GHSA-3xgr-h5hq-7299: 
Java vulnerability analysis and mitigation

The vulnerability (GHSA-3xgr-h5hq-7299) affects the GeoIP processor in Data Prepper versions 2.7.0 through 2.12.2. Discovered and disclosed on October 15, 2025, this moderate severity issue involves improper SSL certificate validation when downloading GeoIP databases from HTTP URLs. The vulnerability specifically impacts the org.opensearch.dataprepper.plugins:geoip-processor Maven package (GitHub Advisory).

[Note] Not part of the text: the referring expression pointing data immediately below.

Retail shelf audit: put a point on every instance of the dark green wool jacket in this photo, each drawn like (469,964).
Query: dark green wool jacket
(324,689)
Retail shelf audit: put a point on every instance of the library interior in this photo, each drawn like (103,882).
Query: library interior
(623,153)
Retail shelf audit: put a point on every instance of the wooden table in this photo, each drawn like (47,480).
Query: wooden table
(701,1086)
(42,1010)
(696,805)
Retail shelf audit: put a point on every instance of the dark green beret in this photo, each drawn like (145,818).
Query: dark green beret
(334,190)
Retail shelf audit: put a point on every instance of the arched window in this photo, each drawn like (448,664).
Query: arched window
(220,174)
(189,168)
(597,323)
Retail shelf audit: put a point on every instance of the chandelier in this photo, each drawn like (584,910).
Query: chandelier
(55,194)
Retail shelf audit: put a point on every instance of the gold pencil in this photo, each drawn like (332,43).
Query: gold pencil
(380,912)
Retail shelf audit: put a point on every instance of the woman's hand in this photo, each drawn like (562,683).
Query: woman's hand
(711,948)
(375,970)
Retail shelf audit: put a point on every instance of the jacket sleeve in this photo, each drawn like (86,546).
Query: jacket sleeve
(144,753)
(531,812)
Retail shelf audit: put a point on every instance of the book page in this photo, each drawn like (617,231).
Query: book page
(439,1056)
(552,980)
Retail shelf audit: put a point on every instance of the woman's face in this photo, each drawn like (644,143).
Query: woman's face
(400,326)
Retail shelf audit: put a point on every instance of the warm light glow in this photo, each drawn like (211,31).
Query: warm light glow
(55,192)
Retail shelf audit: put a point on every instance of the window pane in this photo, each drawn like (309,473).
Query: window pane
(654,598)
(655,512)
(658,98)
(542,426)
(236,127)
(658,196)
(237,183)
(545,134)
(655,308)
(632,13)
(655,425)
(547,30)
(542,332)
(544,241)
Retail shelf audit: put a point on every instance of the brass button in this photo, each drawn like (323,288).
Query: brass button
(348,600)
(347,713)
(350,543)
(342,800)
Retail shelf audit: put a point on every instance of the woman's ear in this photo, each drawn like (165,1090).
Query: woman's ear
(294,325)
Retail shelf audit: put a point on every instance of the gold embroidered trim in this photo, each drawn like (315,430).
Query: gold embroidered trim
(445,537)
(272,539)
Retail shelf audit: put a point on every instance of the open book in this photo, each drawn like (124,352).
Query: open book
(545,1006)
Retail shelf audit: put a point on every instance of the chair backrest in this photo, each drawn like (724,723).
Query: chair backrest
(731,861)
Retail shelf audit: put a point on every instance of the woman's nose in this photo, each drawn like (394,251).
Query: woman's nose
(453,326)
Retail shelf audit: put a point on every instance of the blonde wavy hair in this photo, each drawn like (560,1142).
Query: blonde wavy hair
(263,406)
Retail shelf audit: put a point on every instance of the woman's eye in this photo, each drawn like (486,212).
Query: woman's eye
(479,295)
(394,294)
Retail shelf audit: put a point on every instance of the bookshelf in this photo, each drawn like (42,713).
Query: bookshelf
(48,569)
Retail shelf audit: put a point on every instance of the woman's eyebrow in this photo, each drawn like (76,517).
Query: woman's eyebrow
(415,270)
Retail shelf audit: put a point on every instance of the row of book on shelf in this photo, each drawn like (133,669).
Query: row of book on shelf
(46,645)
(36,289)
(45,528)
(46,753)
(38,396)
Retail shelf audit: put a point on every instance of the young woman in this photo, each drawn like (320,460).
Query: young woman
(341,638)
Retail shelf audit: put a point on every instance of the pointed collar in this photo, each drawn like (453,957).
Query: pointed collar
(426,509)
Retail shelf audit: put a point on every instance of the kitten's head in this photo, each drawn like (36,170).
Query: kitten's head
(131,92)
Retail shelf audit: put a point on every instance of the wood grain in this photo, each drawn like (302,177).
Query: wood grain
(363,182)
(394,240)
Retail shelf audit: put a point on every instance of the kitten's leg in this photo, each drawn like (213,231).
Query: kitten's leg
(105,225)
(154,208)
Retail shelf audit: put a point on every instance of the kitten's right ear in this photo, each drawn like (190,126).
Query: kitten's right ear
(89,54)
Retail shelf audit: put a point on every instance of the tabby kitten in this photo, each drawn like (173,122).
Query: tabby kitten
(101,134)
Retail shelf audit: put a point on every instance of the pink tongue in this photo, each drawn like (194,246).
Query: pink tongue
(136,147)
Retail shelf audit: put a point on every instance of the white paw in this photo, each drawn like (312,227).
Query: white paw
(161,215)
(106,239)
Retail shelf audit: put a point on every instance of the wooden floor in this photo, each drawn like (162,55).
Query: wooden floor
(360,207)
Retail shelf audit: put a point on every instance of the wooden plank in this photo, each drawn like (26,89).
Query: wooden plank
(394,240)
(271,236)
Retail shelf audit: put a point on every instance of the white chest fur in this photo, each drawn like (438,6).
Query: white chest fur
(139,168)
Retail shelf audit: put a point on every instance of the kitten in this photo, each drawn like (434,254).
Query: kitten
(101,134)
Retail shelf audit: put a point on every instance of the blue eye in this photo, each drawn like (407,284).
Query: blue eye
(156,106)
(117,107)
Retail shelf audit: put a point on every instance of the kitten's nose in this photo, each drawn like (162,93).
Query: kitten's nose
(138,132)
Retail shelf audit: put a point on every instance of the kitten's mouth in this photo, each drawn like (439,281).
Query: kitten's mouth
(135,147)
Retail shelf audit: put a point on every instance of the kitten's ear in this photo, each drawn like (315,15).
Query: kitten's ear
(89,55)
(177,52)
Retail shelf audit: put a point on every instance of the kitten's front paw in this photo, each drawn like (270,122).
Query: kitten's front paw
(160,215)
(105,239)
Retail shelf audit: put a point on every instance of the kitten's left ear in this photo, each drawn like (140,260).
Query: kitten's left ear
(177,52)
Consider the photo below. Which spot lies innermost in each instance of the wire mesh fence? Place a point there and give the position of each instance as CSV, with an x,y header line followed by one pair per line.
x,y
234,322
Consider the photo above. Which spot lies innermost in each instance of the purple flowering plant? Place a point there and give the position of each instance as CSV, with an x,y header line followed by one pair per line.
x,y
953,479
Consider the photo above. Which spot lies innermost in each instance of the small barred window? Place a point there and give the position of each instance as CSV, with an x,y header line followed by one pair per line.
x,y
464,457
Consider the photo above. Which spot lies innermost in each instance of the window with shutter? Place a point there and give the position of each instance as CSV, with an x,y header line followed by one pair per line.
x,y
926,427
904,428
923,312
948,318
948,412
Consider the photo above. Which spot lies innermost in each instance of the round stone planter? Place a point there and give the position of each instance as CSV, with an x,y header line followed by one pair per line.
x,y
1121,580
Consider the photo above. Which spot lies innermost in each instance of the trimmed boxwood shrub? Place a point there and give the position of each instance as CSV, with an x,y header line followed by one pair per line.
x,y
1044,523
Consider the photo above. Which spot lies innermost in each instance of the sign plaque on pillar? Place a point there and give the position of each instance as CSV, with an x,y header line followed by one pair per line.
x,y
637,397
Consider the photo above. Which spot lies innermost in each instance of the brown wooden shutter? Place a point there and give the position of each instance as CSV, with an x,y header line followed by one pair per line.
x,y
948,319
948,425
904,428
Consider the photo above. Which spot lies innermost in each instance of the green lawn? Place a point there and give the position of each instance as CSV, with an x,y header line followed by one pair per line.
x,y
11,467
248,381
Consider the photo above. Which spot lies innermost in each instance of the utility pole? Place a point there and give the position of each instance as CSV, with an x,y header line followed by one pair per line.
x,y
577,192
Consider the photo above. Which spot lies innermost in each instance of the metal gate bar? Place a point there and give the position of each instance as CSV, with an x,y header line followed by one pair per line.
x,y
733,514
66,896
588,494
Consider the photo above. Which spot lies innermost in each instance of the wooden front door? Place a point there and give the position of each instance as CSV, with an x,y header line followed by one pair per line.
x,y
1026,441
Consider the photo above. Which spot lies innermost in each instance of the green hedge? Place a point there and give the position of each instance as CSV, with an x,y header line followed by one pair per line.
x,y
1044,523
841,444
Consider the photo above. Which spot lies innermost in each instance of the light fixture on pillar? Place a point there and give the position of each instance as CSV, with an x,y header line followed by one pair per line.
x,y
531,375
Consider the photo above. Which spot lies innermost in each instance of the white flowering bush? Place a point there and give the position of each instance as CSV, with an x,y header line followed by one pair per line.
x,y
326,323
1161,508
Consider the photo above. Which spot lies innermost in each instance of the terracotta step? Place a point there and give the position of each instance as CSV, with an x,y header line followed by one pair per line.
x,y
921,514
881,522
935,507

The vulnerability stems from a custom SSL implementation that completely bypasses certificate validation when downloading GeoIP databases. The initiateSSL() method was incorrectly implemented to trust all certificates, specifically: accepting all SSL certificates without validation, disabling server certificate verification, disabling client certificate verification, and disabling hostname verification. The vulnerability has a CVSS v3.1 score of 5.9 (Moderate) with the following metrics: Network attack vector, High attack complexity, No privileges required, No user interaction, Unchanged scope, No impact on confidentiality, High impact on integrity, and No impact on availability. The weakness is classified as CWE-295 (Improper Certificate Validation) (GitHub Advisory).

The vulnerability makes database downloads susceptible to man-in-the-middle attacks, potentially allowing attackers to serve malicious GeoIP databases. This could compromise the integrity of geolocation data processing in affected systems (GitHub Advisory).

The vulnerability has been patched in Data Prepper version 2.12.2. For systems where immediate upgrading is not possible, two workarounds are recommended: using local GeoIP database files instead of downloading from HTTP URLs, and ensuring database downloads occur only over trusted networks (GitHub Advisory).